L'ho pensato ieri pranzando da Bottura e rimanendo travolto, piatto dopo piatto, dalla chiarezza delle sue preparazioni, su tutte la chiusa con i tortellini in crema di Parmigiano, tortellini il cui ripieno era senza noce moscata ma con un grande prosciutto e un Parmigiano di 30 mesi: la vera tradizione è tecnica e innovazione.
Non fosse stata di questa caratura la sua cucina, il killeraggio di Striscia lo avrebbe distrutto e invece Bottura è oggi più che mai vitale e creativo.

Cuochistar in un clic
Giovani e vecchi saputi sentenziano su un vino o un piatto dall'alto dei loro blog mentre le cronache dei giornali  e delle riviste troppo spesso odorano di vecchio e stantio.
La verità è che il mondo dell'enogastronomia sta cambiando velocemente ormai da alcuni anni e gli storici punti di riferimento sono ormai storia ma chi cerca l'attualità fatica a districarsi di fronte a un'offerta mediamente alta e ai tanti giovani che scalpitano.
Perché ormai i giovani cuochi che provano a salire  alla ribalta sono molti, quelli che avranno fiato alla lunga, ancora non lo si sa.
Ormai bastano due piatti fatti bene e una recensione-spinta in rete che di colpo tu, giovane cuoco scalpitante, esci dall'anonimato.
Lontani i tempi in cui ci voleva una guida per farti emergere, poi è bastato un articolo, oggi si punta alla rete e al tutto e subito.
Promosso cuoco con un clic.

Dalla barrique al vino vero
La velocità della comunicazione in rete ha rivoluzionato più di tutti il mondo del vino perché un ristorante o lo provi di persona, e quindi programmi un viaggio cittadino o regionale per visitarlo, o ciccia.
Un vino, invece, lo trovi al ristorante, in enoteca, da un amico e quindi la critica internettiana ha in parte soppiantato le guide enciclopediche.
Questo ha ancor più, se possibile, accentuato le divisioni tra gli enosboroni e critici in gruppi, sottogruppi e clan e se un tempo la polemica era su barrique si barrique no oggi i motivi per dividersi e differenziarsi sono molti e incomprensibili agli occhi di un normale appassionato di vino che chiede solo di bere bene a un giusto prezzo.

Siamo tutti orecchianti
Gente che cucina è ovunque in televisione, nei mensili, settimanali, quotidiani e in rete.
Saper due cosette sul cibo e sul vino è necessario per fare conversazione perché la cucina è di moda e anche se di fronte ai nomi di Veronelli, Raspelli e Vizzari l'interlocutore, professionista di grido, fa il volto imbarazzato non avendo la minima idea di chi siano ti dice però con sicurezza che ha cenato da La Mantia che è il migliore in questo momento e che Striscia ha ragione, non se ne può più di questi impostori spagnoli alla Adrian Ferrà, che il nerodavola è buonissimo e che la nostra è la migliore cucina del mondo.

commenti 16

Direttore, Chapeau!!!
ciao A

15 Gen 2010 | ore 17:31

Direttore, ma gente brava e gente che improvvisa ... anzi, diciamo meno brava, c'è in tutti i campi.

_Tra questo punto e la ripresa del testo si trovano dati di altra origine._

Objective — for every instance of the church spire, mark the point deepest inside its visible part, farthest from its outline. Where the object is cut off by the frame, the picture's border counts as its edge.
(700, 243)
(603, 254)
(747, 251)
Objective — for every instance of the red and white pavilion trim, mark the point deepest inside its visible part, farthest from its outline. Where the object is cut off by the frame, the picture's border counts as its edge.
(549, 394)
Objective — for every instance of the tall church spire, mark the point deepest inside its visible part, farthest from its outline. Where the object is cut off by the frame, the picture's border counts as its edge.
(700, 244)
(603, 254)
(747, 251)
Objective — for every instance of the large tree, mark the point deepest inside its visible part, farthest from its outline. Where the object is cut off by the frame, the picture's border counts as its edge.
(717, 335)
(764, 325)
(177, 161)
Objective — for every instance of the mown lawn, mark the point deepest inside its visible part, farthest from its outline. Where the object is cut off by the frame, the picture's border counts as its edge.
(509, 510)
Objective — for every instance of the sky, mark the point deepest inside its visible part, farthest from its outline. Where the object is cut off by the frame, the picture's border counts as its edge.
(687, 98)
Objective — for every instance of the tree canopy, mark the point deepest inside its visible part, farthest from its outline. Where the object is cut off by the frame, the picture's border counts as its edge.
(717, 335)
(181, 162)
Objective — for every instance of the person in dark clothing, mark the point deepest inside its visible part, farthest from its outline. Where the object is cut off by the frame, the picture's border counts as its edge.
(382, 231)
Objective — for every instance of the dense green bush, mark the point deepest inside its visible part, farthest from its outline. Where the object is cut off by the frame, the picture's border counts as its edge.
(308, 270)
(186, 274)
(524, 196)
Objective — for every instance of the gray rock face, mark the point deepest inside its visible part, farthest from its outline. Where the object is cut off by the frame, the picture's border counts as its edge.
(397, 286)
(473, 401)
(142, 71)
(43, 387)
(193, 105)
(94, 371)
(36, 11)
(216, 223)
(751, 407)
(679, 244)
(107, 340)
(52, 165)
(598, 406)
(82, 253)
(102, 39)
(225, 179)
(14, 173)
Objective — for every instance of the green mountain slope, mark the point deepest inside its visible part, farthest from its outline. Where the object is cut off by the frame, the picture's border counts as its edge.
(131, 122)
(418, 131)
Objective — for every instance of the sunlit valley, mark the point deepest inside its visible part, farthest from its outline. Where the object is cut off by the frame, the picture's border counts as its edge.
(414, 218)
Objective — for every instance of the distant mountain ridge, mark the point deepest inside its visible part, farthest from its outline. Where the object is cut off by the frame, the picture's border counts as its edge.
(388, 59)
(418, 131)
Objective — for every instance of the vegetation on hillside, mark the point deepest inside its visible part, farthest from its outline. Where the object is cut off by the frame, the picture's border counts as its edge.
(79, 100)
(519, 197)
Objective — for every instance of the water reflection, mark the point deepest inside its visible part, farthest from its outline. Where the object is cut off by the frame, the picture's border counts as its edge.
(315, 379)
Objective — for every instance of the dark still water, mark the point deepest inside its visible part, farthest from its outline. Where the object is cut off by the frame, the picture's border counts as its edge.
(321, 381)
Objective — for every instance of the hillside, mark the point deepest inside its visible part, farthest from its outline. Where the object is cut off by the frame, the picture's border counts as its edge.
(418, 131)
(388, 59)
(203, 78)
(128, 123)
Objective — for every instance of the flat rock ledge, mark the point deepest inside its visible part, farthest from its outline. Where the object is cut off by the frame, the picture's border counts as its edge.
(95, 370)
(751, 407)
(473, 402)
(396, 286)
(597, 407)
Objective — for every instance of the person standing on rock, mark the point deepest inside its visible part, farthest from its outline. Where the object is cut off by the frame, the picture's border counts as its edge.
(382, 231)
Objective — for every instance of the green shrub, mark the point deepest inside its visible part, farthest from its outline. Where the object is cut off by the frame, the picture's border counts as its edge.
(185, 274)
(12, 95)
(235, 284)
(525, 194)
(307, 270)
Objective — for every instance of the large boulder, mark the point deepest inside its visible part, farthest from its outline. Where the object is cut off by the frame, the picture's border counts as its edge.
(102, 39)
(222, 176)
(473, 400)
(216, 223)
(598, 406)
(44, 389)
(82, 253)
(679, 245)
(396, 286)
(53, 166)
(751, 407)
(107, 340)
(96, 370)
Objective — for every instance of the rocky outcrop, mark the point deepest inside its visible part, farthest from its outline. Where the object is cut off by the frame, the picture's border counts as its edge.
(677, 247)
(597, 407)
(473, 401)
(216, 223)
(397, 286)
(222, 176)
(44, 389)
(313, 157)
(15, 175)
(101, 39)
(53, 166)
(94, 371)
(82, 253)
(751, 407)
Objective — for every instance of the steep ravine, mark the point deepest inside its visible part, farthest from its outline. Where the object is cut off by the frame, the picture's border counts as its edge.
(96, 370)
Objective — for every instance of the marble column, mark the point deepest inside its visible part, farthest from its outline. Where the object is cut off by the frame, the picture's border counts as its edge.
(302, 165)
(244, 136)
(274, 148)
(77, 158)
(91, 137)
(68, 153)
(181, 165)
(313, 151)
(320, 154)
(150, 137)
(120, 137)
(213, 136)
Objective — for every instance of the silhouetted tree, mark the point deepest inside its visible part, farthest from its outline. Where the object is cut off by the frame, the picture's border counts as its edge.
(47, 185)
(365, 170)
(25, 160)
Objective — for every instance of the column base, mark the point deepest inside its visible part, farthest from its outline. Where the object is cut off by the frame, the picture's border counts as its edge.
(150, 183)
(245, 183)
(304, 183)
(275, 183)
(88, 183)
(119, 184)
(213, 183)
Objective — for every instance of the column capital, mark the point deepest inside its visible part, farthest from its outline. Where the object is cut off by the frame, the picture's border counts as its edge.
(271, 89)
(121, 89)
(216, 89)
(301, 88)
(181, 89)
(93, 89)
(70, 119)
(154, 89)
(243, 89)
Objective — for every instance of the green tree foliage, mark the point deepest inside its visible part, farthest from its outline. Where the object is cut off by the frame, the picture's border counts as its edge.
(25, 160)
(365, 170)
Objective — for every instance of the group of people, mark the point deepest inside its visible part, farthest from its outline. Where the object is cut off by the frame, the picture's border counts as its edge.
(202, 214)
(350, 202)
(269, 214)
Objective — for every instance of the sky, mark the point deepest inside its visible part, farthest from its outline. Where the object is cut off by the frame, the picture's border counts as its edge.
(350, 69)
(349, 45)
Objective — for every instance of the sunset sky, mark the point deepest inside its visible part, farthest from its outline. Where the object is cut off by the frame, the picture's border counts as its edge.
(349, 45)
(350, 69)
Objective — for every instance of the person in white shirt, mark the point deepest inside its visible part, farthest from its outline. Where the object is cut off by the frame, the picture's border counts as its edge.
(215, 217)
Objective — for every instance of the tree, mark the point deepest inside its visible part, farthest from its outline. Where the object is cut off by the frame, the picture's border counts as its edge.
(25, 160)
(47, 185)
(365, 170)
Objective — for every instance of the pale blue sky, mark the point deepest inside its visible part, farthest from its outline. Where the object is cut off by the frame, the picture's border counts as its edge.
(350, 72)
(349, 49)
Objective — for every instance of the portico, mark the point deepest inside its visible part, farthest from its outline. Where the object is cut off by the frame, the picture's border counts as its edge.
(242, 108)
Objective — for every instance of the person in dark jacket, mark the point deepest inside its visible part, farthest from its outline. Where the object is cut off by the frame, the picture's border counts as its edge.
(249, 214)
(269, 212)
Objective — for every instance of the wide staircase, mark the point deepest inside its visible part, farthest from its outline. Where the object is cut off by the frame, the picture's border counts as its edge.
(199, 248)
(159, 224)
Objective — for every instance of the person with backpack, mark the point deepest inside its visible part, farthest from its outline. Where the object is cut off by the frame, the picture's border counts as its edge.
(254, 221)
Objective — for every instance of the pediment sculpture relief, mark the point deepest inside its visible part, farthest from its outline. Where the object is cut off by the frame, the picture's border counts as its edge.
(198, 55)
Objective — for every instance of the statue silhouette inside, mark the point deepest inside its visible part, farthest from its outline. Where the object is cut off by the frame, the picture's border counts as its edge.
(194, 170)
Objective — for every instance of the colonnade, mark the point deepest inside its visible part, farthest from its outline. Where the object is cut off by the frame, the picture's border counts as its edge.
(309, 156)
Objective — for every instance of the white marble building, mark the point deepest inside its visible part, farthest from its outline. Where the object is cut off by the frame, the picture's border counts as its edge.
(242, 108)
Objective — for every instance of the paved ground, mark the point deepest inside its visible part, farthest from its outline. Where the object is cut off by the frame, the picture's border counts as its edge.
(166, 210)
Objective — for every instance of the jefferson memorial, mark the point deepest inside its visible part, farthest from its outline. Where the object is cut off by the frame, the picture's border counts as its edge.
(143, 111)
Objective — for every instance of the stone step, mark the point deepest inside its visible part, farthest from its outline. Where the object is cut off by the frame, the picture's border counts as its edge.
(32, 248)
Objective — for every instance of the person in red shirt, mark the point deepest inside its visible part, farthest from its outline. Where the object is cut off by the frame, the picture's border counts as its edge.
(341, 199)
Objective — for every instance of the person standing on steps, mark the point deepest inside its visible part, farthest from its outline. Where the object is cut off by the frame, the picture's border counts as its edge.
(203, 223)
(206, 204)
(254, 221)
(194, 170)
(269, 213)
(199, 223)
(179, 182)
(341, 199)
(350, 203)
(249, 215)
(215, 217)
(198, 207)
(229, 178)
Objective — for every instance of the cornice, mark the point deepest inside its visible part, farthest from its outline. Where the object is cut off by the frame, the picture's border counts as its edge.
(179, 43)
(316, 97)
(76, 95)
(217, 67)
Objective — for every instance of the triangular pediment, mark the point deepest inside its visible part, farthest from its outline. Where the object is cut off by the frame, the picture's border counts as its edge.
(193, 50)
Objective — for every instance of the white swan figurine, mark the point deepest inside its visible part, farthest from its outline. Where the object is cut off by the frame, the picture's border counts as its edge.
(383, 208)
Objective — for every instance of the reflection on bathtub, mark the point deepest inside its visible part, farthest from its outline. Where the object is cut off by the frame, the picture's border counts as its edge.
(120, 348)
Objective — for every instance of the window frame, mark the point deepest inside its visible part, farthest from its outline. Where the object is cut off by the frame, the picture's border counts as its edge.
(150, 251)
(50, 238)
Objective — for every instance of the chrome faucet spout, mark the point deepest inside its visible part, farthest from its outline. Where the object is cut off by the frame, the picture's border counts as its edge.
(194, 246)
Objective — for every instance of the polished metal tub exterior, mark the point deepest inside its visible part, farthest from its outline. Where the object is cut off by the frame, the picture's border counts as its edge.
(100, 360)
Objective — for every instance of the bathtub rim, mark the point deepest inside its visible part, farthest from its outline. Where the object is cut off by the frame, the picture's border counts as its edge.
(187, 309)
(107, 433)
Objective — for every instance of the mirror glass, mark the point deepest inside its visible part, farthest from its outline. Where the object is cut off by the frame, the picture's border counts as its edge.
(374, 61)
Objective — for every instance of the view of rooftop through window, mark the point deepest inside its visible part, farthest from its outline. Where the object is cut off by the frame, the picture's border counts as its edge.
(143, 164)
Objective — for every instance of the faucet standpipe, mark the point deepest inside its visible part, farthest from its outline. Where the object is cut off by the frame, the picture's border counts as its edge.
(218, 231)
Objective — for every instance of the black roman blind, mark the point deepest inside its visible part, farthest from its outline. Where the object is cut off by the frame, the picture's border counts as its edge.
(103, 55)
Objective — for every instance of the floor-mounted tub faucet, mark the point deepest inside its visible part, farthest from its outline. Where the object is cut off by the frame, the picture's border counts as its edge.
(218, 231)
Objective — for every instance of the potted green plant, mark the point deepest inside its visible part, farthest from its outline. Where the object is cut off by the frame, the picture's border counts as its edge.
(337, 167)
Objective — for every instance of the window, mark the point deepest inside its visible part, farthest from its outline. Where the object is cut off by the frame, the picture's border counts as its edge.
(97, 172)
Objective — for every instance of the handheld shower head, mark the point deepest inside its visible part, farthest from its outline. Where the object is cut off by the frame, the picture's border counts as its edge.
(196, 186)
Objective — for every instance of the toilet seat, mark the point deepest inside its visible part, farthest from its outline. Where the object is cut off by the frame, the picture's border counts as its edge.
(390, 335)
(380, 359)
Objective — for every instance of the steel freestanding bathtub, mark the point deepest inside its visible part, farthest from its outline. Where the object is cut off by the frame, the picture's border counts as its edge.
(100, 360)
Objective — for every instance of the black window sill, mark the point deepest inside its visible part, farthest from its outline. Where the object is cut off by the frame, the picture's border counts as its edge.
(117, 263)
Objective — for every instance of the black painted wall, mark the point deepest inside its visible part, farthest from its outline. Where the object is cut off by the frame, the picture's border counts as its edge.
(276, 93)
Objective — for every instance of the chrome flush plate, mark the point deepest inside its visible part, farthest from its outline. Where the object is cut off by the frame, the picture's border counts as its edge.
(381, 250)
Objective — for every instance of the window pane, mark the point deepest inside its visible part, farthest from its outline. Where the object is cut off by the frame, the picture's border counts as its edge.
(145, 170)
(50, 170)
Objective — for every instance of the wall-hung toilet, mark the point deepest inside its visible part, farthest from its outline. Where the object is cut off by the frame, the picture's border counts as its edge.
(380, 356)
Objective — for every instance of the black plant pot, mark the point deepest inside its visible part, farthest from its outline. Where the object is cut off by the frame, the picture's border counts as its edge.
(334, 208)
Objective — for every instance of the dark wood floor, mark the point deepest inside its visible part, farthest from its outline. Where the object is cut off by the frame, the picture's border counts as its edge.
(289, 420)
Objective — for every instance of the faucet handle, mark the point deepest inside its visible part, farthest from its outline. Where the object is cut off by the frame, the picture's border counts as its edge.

Quindi, a meno di posizioni di rendita (penso a piazza navona, piazza del popolo, ma giusto come location, a prescindere dalla validità di chi vi opera), penso che alla fine solo i più bravi / concorrenziali resteranno sulla scena. E' il mercato. Per il resto penso che internet non possa che essere positivo, se non altro per la democratica condivisione. Poi ognuno ne fa l'uso che meglio crede.
Comunque sono d'accordo sugli orecchianti; 7/8 anni fa lo si faceva col vino. Si ammaliavano le persone col sentore di sottobosco.
Saluti
Fabrizio

15 Gen 2010 | ore 17:42

Io adoro il sottobosco.
Di questi giorni è molto attuale anche la terra bagnata.
Se si è particolarmente fortunati si può incappare in un altro riconoscimento diffuso sopratutto sul Lungotevere ambo i lati tratto Ponte inglese - Ponte Mazzini ed è il guano bagnato.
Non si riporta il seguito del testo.